La journaliste avait notamment proférée des insultes à l’encontre d’une personne résidente dans ce lieu. Elle voulait la chasser par un « Dégage ! ». Propos transmis en direct et entendus par les téléspectateurs.
Recherche constante du buzz
Certes, la chaîne Attessia TV a présenté des excuses. Ce qui constitue indéniablement une bonne chose. Mais, le coup est parti ! Et il n’est pas, pour ainsi dire, ni le premier ni encore le dernier dans un paysage médiatique où les règles du jeu déontologique et les bonnes pratiques professionnelles ne sont pas toujours respectées.

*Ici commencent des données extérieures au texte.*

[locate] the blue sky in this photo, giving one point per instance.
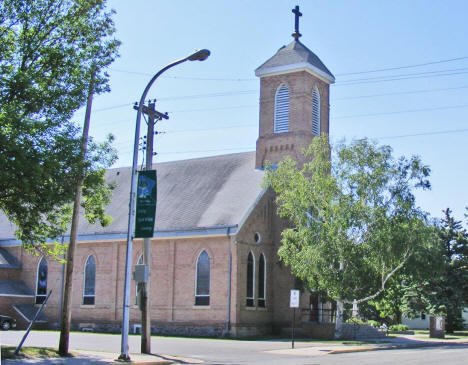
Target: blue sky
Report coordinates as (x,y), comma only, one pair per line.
(418,104)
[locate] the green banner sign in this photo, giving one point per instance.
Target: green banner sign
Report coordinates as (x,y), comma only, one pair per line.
(146,204)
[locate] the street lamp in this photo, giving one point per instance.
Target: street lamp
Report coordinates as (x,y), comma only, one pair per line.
(199,55)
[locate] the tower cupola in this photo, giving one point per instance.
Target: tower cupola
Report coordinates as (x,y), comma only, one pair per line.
(294,101)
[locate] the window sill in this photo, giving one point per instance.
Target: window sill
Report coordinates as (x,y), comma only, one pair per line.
(263,309)
(201,307)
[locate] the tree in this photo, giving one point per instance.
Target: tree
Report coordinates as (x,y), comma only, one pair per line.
(354,222)
(445,292)
(47,51)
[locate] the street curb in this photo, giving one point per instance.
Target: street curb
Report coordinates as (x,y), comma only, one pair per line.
(355,349)
(144,362)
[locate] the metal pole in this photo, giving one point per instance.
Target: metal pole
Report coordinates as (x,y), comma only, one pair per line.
(146,311)
(199,55)
(294,323)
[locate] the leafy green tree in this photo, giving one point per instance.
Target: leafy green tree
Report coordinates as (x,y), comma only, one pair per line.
(354,222)
(445,292)
(48,50)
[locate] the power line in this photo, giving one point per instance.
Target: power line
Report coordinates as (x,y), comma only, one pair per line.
(410,74)
(425,134)
(210,109)
(397,79)
(401,93)
(341,74)
(402,111)
(250,148)
(402,67)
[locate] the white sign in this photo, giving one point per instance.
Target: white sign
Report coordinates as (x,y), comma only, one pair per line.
(294,301)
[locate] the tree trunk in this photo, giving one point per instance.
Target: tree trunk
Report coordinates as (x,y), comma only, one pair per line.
(68,287)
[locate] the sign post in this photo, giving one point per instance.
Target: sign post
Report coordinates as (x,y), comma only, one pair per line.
(146,204)
(294,303)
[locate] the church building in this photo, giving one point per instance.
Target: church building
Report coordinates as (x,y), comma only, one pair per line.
(214,264)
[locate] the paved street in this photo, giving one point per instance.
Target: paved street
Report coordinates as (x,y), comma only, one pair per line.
(230,352)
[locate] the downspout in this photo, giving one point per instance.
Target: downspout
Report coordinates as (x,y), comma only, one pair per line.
(62,279)
(228,317)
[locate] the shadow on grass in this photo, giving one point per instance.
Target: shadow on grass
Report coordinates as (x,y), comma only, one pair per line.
(8,352)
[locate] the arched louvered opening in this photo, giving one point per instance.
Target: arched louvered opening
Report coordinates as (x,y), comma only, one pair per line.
(41,281)
(261,281)
(89,289)
(202,283)
(281,123)
(250,280)
(316,112)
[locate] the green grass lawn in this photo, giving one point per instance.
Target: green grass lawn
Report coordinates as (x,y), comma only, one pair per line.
(8,352)
(448,336)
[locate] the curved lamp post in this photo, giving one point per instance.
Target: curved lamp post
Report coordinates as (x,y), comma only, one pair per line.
(199,55)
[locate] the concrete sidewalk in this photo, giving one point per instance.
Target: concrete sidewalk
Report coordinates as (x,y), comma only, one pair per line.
(82,357)
(312,349)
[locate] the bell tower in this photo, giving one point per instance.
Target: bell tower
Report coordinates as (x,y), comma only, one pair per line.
(294,101)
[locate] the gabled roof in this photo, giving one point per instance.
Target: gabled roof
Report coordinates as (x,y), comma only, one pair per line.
(203,194)
(295,56)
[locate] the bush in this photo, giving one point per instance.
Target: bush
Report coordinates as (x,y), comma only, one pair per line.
(361,322)
(399,327)
(373,323)
(355,321)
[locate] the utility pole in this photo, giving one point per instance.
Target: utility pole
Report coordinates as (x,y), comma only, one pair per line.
(145,306)
(67,291)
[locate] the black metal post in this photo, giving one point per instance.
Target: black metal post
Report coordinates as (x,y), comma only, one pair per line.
(294,324)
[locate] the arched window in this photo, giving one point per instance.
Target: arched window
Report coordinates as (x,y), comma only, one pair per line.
(261,281)
(41,285)
(250,280)
(89,288)
(202,284)
(281,109)
(316,112)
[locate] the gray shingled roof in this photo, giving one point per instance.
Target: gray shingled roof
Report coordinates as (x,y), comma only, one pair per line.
(28,311)
(192,194)
(294,53)
(14,288)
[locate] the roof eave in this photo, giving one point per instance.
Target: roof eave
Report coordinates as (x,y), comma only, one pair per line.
(295,67)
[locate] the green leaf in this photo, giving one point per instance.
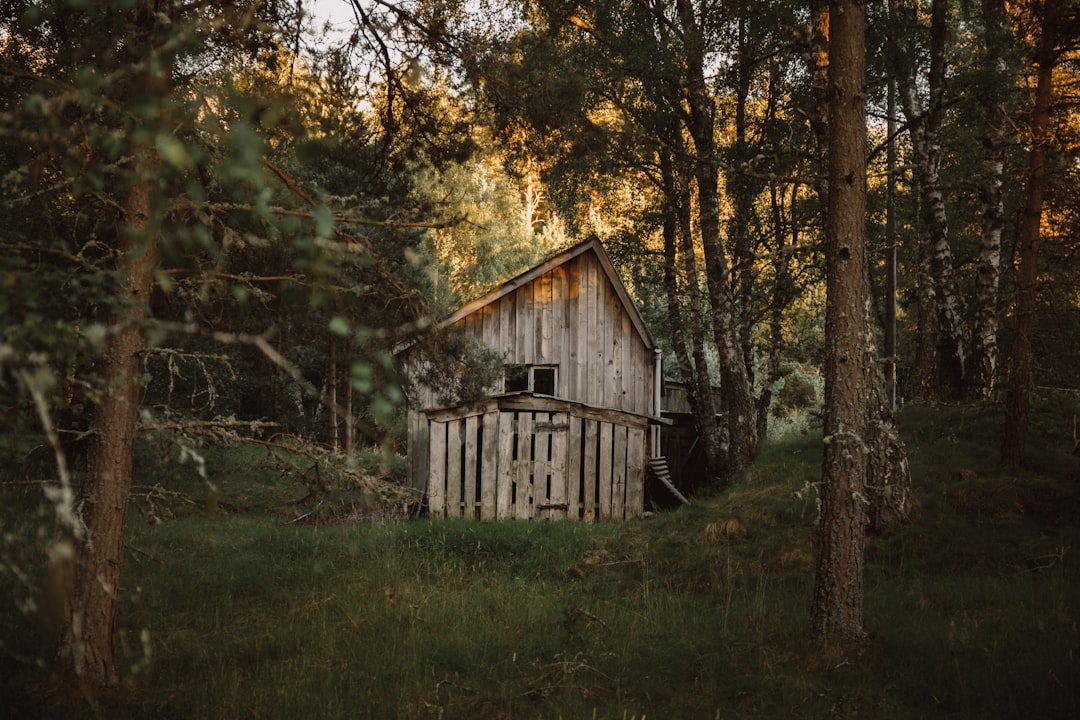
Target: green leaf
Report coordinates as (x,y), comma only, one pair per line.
(174,152)
(324,220)
(339,326)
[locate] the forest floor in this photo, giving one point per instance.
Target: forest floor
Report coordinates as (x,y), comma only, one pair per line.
(235,606)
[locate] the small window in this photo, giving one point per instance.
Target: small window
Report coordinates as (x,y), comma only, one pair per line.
(516,378)
(543,380)
(540,379)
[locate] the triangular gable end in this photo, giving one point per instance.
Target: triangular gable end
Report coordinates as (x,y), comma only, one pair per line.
(590,244)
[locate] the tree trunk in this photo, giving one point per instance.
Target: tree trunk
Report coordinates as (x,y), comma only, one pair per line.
(837,609)
(983,364)
(781,296)
(86,643)
(332,389)
(742,190)
(890,226)
(739,406)
(927,150)
(1017,398)
(693,365)
(921,380)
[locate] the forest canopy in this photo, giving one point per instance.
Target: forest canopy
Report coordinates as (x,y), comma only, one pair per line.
(220,219)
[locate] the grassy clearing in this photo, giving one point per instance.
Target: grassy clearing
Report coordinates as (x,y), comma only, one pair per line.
(700,612)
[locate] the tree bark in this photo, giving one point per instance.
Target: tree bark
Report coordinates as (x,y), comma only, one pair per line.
(983,364)
(1017,398)
(927,150)
(693,364)
(86,643)
(837,609)
(739,406)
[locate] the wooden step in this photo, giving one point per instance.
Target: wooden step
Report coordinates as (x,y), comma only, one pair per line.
(662,473)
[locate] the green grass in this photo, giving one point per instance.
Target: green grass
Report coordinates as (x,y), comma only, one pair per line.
(701,612)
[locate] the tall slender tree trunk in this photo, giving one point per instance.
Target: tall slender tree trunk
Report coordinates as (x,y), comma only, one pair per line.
(983,364)
(1017,398)
(692,363)
(890,222)
(781,296)
(86,644)
(837,609)
(332,393)
(921,380)
(739,406)
(927,149)
(742,190)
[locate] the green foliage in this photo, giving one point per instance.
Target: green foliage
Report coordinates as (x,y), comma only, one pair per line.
(688,613)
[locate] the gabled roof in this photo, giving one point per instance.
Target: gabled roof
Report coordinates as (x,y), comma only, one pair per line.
(591,244)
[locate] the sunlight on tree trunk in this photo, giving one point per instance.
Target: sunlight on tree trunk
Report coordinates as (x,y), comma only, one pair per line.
(1017,399)
(86,644)
(734,385)
(983,364)
(837,609)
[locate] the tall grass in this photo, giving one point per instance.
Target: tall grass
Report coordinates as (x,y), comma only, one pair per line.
(699,612)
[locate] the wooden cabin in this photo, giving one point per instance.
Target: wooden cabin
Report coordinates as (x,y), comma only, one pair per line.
(572,425)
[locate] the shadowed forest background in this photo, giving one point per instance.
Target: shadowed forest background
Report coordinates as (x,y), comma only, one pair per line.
(221,221)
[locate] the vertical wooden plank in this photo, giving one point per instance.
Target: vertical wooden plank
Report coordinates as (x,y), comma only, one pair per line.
(559,485)
(526,325)
(489,465)
(618,472)
(419,450)
(505,338)
(561,334)
(579,337)
(575,439)
(618,397)
(609,309)
(454,442)
(590,471)
(542,312)
(633,386)
(594,337)
(436,477)
(523,476)
(541,471)
(604,473)
(635,472)
(470,499)
(504,488)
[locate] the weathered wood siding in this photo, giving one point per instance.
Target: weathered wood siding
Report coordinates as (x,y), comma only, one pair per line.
(581,459)
(534,458)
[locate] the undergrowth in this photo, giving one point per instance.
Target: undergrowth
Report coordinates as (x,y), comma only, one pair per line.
(242,610)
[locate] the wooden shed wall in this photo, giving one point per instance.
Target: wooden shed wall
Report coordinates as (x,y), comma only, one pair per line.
(531,458)
(569,316)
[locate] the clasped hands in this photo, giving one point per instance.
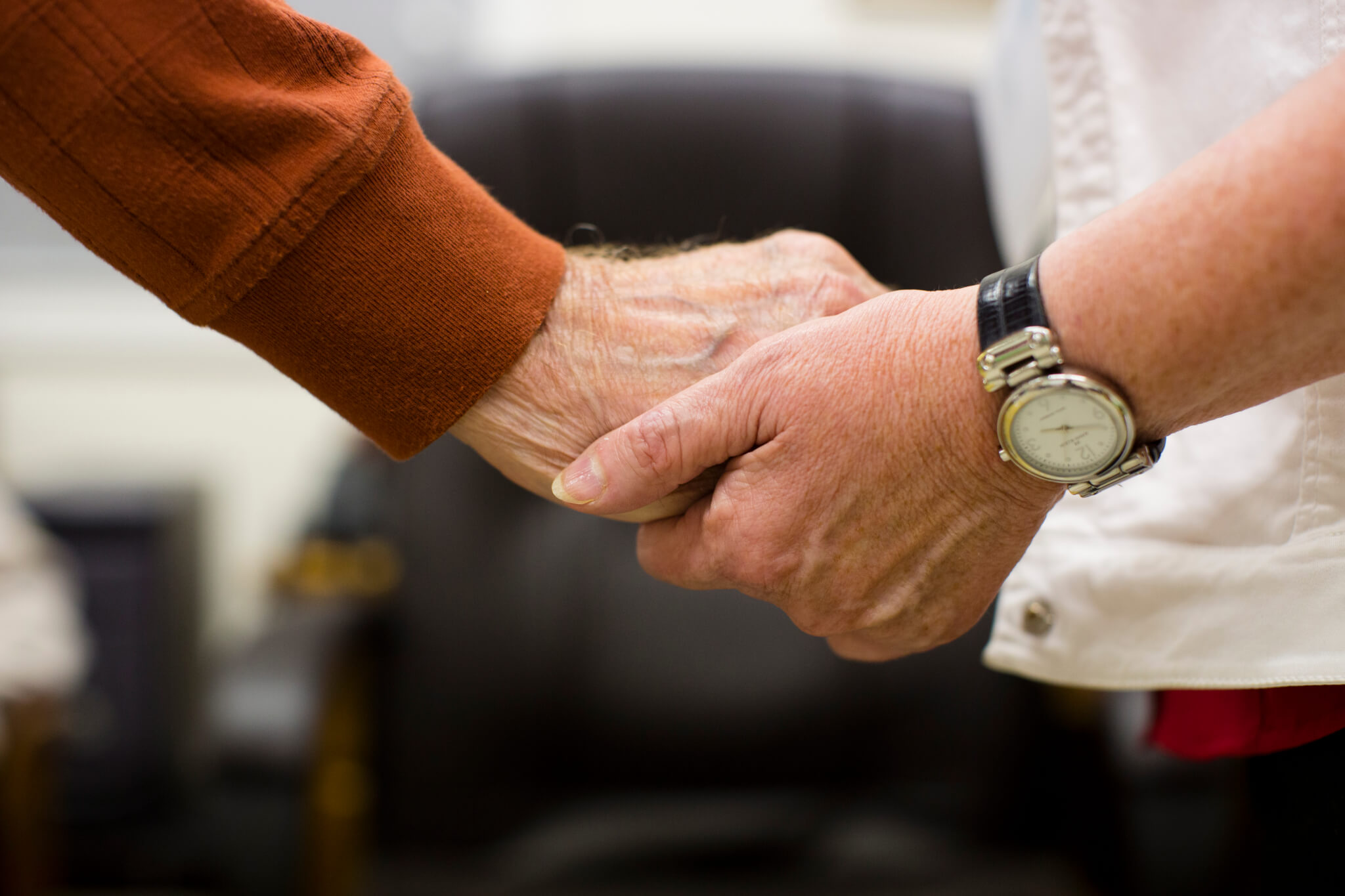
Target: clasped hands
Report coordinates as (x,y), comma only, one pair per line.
(782,425)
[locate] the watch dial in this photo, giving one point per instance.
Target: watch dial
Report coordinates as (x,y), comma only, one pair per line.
(1067,431)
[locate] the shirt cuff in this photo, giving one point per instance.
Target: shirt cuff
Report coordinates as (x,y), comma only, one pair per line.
(412,296)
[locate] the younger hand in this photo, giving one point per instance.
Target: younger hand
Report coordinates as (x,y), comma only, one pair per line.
(625,335)
(864,495)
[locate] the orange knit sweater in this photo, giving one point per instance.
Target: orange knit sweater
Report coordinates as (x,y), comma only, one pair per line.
(263,174)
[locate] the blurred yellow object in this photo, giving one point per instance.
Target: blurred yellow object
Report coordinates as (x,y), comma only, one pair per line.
(27,793)
(323,568)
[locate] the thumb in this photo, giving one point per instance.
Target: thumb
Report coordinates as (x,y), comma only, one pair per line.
(655,453)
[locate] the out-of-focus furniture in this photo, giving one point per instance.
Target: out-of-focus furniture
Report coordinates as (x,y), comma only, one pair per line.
(529,712)
(549,717)
(27,797)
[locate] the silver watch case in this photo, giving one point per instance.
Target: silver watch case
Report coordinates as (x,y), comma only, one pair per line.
(1051,383)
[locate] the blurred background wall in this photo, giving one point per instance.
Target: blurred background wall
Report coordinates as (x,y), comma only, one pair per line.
(101,386)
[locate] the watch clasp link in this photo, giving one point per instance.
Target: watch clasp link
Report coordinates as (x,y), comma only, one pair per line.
(1019,358)
(1141,461)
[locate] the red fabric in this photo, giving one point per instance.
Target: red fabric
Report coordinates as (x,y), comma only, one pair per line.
(1210,725)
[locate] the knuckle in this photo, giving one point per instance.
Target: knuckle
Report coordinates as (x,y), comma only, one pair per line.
(811,245)
(837,291)
(655,441)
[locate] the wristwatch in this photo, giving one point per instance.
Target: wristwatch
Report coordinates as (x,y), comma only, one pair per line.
(1059,423)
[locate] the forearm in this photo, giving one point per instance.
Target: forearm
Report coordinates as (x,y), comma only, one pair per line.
(263,174)
(1224,284)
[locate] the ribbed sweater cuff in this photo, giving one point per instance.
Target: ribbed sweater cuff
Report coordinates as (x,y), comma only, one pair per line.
(412,296)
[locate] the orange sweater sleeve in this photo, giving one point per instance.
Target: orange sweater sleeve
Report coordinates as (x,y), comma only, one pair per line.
(263,174)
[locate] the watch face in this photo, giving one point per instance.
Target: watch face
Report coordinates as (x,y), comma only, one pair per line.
(1066,427)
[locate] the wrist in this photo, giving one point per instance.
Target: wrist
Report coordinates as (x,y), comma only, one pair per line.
(948,324)
(1098,333)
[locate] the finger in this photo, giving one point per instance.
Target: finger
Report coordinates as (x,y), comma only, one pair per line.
(676,550)
(803,245)
(655,453)
(674,504)
(868,647)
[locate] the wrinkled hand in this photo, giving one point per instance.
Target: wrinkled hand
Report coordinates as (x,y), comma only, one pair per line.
(864,495)
(625,335)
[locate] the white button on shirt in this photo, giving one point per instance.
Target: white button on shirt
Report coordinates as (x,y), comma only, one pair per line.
(1224,567)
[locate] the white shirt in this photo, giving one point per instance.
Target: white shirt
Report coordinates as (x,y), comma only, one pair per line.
(1224,567)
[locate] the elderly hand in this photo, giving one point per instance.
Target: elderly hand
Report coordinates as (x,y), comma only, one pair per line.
(625,335)
(864,495)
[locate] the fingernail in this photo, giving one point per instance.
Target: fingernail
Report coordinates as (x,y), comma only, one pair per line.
(581,482)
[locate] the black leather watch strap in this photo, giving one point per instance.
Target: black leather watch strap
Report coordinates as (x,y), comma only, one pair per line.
(1009,301)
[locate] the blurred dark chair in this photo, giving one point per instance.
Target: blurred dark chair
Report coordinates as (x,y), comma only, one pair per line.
(530,712)
(27,797)
(548,716)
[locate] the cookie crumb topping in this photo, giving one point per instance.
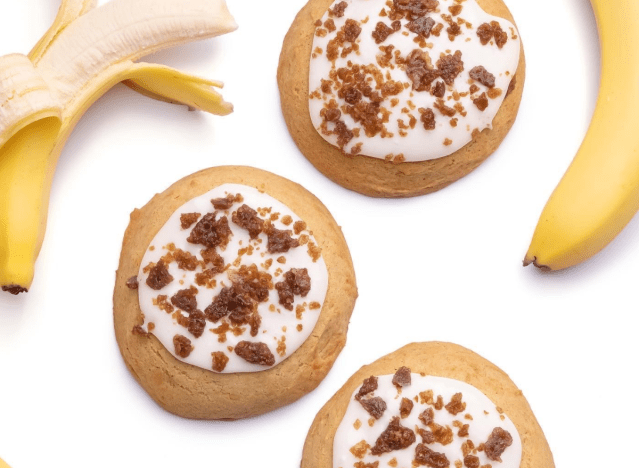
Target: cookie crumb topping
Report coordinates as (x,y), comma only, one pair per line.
(410,425)
(209,290)
(372,59)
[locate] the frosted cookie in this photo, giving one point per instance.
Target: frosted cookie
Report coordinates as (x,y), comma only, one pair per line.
(427,404)
(396,98)
(233,294)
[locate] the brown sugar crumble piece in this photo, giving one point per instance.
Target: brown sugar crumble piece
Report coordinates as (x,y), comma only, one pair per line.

Une réalité que tout le monde admet maintenant que les dérapages sont monnaie courante. Les mécontentements des téléspectateurs sont une réalité quotidienne. Car, s’il est vrai que si les médias se sont libérés du joug d’une dictature qui n’a que trop duré, ils n’ont pas toujours su profiter de leur liberté pour avancer sur les voies d’une pratique saine et professionnelle.
Les règles fondamentales sont-elles respectées ?
Tout le monde sait pourquoi et peut imaginer, de ce point de vue, les explications que l’on peut fournir pour expliquer certains dérapages : manque de formation et de professionnalisme, recherche constante du buzz, synonyme de recettes publicitaires, absence d’une autorégulation, défaillance et manque de structures quelquefois chargées d’encadrer la profession, …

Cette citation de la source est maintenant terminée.